Xref: utzoo comp.sys.amiga:17505 comp.sys.amiga.tech:248
Path: utzoo!mnetor!uunet!cbmvax!daveh
From: daveh@cbmvax.UUCP (Dave Haynie)
Newsgroups: comp.sys.amiga,comp.sys.amiga.tech
Subject: Re: 68030 Questions
Message-ID: <3609@cbmvax.UUCP>
Date: 11 Apr 88 18:30:23 GMT
References: <4937@videovax.Tek.COM>
Organization: Commodore Technology, West Chester, PA
Lines: 61

in article <4937@videovax.Tek.COM>, stever@videovax.Tek.COM (Steven E. Rice, P.E.) says:

> Another possibility is to block the data into (e.g.) 512 byte blocks and
> then arbitrate for the bus once per block.  This drops the bus bandwidth
> occupation to 20% (since one arbitration is insignificant compared to the
> time to transfer 512 bytes as 128 32-bit words).  But the CPU is still
> denied the bus 20% of the time.

First of all, with a better bus design (eg, not the current Amiga bus, but
perhaps a future version that's 32 bits wide), there's zero or very near
zero arbitration time; the bus's owner is determined dynamically on a 
cycle by cycle basis.

Secondly, since the 68020 with cache running only wants the bus 50% or so
of the time, on average, you take your 20% figure and immediately reduce it 
to 10%, on average.  It could be as bad as 20%, it could be as good as
0%, depending on what the CPU is doing.

Now we add a priotity scheme.  If the CPU operation is more important, it
gets the bus for any cycles it needs, and the DMA device gets whatever it
wants from the remaining 50% of the bus.  And that's assuming that the bus
is limited to CPU bus speeds.  It's pretty simple to make DMA devices run
nybble or page mode cycles that the CPU can't keep up with, but most
memory systems can be designed with this in mind for nearly free.  So with
DMA going with a nybble transfer, you're now down to less than 5% of the
bus bandwidth for that transfer.  VME and non-Apple NuBus both do things
like this.

> Given just a single hard disk transfer as you have described it, DMA into
> a dual-port buffer avoids losing 20% of the CPU's processing capability.
> That seems worthwhile to me!

But you're still missing the point.  The CPU has to stop what it's doing to
transfer the data by hand.  If it did that JUST as efficiently as the DMA
device, you'd still be loosing whatever CPU time you claim is being eaten
by the DMA transfer, 20% or whatever (keep in mind this 20% figure only
applies during an actual transfer).  If the DMA transfer happens twice as
fast as the CPU could transfer the data, then I'm gaining in CPU speed,
even though I'm kicking the CPU off the bus for awhile.  DMA transfers on
the Amiga bus with a 68020 go twice as fast as the 68020 could possibly
transfer them.  68000 based CPU transfers are more like 1/4th the speed of
the DMA device.  My point is that someone has to do the work of transfer
unless you can live with the data exactly where it's dumped in your
shared memory scheme.  If you know there's no transfer required, share the
memory, but if there is, and especially if the memory can be used as is,
once it reaches it's destination (like NewFS), DMA wins.  
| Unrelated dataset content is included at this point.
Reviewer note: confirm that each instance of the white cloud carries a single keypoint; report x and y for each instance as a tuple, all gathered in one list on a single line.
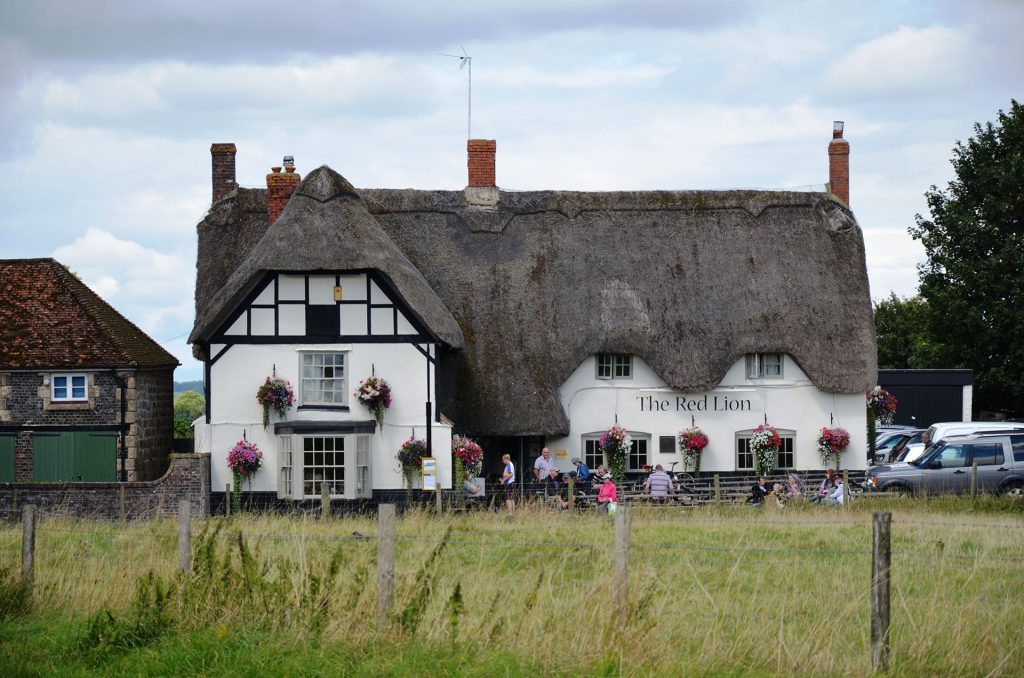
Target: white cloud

There's actually a test case of this available in the Amiga world.  As I've
already mentioned, the A2090 controller uses a FIFO and DMA to complete it's
transfer, and achieves about 625K Bytes/Second.  There's a new SCSI 
controller out there, from a company called Great Valley Peripherals, that
uses an I/O chip DMA to shared RAM (4K of static RAM on-board, so once
you're in sync I suspect there will rarely be a collision between the
CPU and the peripheral chip).  I don't have any benchmarks on this new board,
but I guarantee it'll be slower.

> 					Steve Rice
-- 
Dave Haynie  "The B2000 Guy"     Commodore-Amiga  "The Crew That Never Rests"
   {ihnp4|uunet|rutgers}!cbmvax!daveh      PLINK: D-DAVE H     BIX: hazy
		"I can't relax, 'cause I'm a Boinger!"